Il existe à Wilkes-Barre une agence un peu spéciale. Une agence de tueurs à gages. Ce sont des professionnels. Leurs meurtres sont discrets et ne font jamais de vagues. Ils étouffent les affaires en corrompant des juges et des commissaires. Les policiers intègres connaissent l'existence de cette agence de meurtriers mais ils se cassent les dents sur cette affaire. Le patron de l'agence sait s'y prendre pour faire paraître le tout comme une entreprise légale. Factures, relevés téléphoniques, courriels… Rien ne paraît suspect alors qu'il est de notoriété publique que l'agence est responsable de plus de deux cents meurtres sur l'ensemble de l'état de la Pennsylvanie. J'ai naturellement fait appel à eux pour venger Barbara.

Je ne suis pas un homme courageux. Je le reconnais. Barbara était courageuse pour moi. Je n'ai pas assez d'audace ou de stupidité pour m'en prendre à un chef de gang.
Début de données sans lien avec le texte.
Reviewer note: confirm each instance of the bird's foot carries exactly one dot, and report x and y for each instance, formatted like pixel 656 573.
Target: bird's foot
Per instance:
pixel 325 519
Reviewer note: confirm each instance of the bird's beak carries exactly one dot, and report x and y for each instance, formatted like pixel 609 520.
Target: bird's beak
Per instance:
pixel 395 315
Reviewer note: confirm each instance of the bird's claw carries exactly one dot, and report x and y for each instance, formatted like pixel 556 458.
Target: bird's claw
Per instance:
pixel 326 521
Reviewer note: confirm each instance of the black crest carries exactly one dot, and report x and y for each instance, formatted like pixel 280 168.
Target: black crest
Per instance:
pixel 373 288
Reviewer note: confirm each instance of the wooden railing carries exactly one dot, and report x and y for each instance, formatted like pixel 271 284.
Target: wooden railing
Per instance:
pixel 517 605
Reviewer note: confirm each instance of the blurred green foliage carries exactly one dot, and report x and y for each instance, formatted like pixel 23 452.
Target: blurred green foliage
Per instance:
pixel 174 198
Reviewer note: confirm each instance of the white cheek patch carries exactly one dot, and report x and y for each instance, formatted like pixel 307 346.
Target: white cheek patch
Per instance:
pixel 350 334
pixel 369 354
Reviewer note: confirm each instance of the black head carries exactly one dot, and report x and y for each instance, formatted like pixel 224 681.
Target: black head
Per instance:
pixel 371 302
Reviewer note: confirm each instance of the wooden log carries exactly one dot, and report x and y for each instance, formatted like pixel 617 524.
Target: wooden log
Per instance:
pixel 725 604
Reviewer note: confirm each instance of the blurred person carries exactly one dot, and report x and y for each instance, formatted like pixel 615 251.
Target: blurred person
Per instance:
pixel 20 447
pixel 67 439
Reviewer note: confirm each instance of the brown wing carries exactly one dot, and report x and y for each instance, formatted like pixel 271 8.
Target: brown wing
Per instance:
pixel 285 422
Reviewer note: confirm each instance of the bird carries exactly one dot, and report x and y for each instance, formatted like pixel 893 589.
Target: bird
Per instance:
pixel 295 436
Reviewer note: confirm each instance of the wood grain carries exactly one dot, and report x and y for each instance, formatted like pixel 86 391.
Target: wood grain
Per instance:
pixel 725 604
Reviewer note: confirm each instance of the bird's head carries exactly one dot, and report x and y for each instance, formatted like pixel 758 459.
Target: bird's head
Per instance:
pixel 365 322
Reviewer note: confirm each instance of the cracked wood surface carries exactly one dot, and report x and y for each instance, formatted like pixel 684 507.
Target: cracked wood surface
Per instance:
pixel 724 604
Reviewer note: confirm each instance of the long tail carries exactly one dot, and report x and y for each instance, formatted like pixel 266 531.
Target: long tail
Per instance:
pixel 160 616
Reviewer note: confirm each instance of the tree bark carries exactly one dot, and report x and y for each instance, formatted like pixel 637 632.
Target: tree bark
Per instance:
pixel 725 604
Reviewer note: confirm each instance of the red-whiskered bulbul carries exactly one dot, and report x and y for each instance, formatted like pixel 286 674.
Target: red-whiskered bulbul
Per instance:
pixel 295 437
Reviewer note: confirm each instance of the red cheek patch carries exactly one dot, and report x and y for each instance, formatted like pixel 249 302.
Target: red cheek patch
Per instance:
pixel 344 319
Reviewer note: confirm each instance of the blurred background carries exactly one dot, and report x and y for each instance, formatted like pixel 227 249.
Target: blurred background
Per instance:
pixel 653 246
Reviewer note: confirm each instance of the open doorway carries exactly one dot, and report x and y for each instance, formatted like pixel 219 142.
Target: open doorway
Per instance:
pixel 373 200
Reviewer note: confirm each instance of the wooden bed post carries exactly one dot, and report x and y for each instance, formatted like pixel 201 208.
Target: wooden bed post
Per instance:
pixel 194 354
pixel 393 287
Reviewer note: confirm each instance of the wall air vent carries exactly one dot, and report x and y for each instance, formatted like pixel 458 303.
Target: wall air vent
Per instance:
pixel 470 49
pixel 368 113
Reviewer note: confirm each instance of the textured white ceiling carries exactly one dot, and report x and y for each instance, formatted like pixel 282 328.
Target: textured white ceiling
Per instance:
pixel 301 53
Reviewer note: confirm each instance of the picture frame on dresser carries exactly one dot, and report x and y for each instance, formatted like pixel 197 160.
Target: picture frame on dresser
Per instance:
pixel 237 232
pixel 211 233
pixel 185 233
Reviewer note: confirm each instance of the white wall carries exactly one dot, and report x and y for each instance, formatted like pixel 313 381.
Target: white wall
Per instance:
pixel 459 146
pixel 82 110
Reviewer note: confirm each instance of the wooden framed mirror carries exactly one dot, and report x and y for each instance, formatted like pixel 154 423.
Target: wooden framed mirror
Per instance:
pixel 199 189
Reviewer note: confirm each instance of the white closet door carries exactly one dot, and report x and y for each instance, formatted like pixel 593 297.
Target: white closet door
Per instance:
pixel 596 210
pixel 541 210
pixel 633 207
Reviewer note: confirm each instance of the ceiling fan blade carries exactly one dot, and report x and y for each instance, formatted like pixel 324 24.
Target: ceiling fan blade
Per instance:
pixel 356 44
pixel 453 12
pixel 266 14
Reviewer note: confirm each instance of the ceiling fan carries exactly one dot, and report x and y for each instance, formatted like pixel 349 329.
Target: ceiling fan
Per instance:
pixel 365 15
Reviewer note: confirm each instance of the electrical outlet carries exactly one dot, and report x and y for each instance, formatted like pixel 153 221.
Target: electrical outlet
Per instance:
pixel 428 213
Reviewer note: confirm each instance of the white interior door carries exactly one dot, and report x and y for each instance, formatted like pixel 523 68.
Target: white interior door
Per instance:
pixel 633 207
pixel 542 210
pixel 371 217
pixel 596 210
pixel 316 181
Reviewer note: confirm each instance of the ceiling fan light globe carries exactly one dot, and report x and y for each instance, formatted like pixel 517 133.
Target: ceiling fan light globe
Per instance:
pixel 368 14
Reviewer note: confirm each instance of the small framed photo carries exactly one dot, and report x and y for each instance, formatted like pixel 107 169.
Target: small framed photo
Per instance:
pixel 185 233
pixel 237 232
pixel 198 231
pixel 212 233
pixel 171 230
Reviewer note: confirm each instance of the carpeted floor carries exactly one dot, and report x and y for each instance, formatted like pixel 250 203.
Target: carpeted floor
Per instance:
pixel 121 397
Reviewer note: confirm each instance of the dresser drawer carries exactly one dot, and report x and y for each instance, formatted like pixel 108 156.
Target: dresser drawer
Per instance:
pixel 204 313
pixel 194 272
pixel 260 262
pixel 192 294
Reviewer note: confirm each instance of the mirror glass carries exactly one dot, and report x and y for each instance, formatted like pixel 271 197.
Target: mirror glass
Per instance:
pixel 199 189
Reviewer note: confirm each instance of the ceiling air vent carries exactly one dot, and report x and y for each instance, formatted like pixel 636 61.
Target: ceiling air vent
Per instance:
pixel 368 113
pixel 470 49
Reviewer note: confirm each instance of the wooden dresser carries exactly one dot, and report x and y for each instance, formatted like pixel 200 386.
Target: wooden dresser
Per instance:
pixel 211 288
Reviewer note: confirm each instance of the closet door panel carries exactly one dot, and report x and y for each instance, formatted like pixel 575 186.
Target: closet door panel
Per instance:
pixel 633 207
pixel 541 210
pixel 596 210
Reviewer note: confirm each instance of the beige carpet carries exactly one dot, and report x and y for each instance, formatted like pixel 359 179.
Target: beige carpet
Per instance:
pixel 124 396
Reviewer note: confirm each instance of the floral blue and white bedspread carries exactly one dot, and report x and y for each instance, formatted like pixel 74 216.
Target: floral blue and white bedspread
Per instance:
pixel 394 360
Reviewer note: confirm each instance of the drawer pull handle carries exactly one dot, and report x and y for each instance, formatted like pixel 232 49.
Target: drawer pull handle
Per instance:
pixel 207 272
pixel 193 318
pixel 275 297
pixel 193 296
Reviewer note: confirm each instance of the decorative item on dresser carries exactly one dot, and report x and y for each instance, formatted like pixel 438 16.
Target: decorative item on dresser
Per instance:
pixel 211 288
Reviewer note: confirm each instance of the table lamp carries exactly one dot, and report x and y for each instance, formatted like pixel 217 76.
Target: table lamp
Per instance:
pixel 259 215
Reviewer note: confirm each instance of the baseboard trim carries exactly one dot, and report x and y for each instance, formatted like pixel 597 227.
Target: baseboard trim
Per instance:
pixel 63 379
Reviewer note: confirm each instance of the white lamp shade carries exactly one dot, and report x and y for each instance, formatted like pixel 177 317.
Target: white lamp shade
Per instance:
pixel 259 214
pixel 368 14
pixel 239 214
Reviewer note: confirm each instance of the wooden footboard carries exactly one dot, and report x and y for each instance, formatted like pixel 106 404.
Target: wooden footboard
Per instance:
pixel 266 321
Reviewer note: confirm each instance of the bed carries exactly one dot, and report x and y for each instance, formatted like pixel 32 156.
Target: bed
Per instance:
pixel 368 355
Je ne possède même pas d'arme à feu. Je n'ai qu'un coupe-papier pour me défendre d'éventuels cambrioleurs. Je suis hématophobe et je n'ai jamais réussi à tuer quoi que ce soit, pas même un papillon de nuit. Je suis incapable de cuisiner de la viande rouge et j'ai parfois du mal à découper la dinde de Noël. Remarquez, depuis la mort de Barbara, je ne fête plus Noël. Le problème de la dinde est donc réglé.

Le 26 septembre, j'ai pris contact avec l'agence. J'ai exposé mon problème en bannissant de mon vocabulaire le champ lexical du meurtre. C'est l'une des consignes de l'agence. En cas d'écoute téléphonique, mon appel passera pour un appel des plus banals. J'ai dit que je rencontrais un problème avec Johnny Cave. La secrétaire m'a donné un rendez-vous pour dans deux jours. Cela m'a étonné. L'agence propose peu de rendez-vous et le temps d'attente est de trois mois à cinq mois en règle générale. J'ai raccroché.

La veille de mon rendez-vous, je tournais comme un lion en cage dans mon appartement. Je regardais des programmes stupides à la télévision pour faire passer le temps. Je lisais des revues sportives qui dataient de l'année dernière. Je suis passé ensuite aux revues féminines. J'ai fait les tests proposés, toujours pour passer le temps. J'ai appris que mon prince charmant était du genre artiste et que j'étais impatient en amour. En soi, ce n'est pas complètement faux. Barbara était écrivain et c'est moi qui avais insisté pour qu'on se marie.

En fouillant plus profondément dans les revues entassées, je suis tombé sur le magazine de Barbara. Un magazine de cinéma. Il datait du mois de juin de l'année dernière. Barbara l'avait lu et relu des dizaines de fois. Elle avait adoré ce numéro. Je l'ai ouvert, j'ai lu l'interview de Tarantino et la critique du prochain Marvel. Puis, j'ai pleuré, la tête enfouie dans le magazine. J'ai repensé aux soirées film qu'on faisait, Barbara et moi. Elle me faisait découvrir des chefs-d'œuvres du cinéma, les Casablanca, les Citizen Kane et les Autant En Emporte Le Vent. De mon côté, je lui montrais les derniers blockbusters que j'avais aimés. Elle avait réussi à me faire aimer Taxi Driver, je lui avais fait apprécier Avatar. J'ai laissé mes larmes tacher le visage d'une actrice française, ai refermé le magazine et l'ai jeté au loin. J'ai allumé la télévision. Je me suis endormi devant une télé-réalité stupide.